Following the encounter, Detective McMullen submitted a report detailing his observations of Ms. Whalen’s abilities, including a notation that her wheelchair was “being used as a blanket holder.” DDS denied her claim but determined she did not commit fraud. But when Ms. Whalen became aware of the surveillance tapes and the detective’s deception, she filed a Section 1983 action for damages and injunctive relief against McMullen and DDS.
The Court of Appeals upheld the District Court decision finding that McMullen was entitled to qualified immunity because it not been established as a matter of law prior to this incident that his conduct violated the Fourth Amendment. But the Ninth Circuit agreed that his actions in entering Ms. Whalen’s home without a warrant in fact violated the Constitution. Although he entered with her permission, he had misrepresented the purpose of his investigation, which in the court’s view, constituted a “ruse entry.” “A ruse entry when the suspect is informed that the person seeking entry is a government agent but is misinformed as to the purpose for which the agent seeks entry cannot be justified by consent.” United States v. Bose, 898 F.2d 113, 115 (9th Cir. 1990). McMullen’s entry into Ms. Whalen’s home without valid consent or warrant was thus an unreasonable search under the Fourth Amendment.

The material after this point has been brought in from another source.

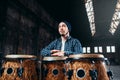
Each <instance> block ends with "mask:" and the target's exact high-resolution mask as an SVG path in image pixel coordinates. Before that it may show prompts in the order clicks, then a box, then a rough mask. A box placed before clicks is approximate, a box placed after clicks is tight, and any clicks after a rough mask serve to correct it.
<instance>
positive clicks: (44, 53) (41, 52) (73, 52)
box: [40, 36, 83, 56]
mask: <svg viewBox="0 0 120 80" xmlns="http://www.w3.org/2000/svg"><path fill="white" fill-rule="evenodd" d="M61 46H62V40H61V38H58V39H56V40H54V41H52V42H51V43H50V44H49V45H48V46H46V47H45V48H44V49H43V50H41V52H40V53H41V55H42V56H51V53H50V51H51V50H53V49H57V50H61ZM64 52H65V56H68V55H70V54H78V53H82V52H83V50H82V45H81V43H80V41H79V40H77V39H75V38H72V37H71V36H69V37H68V39H67V40H66V42H65V47H64Z"/></svg>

Although Ms. Whalen did not prevail, the qualified immunity defense may well be less effective in future suits. But will CDIU investigators change their ways post Whalen? Advocates in jurisdictions with active CDIUs report on the many devious ways investigators follow, frighten, and trick claimants. Consider warning your clients of the possibility of being followed and observed as they go about their daily lives, and certainly warn them to be wary of investigators contacting them about unrelated investigations.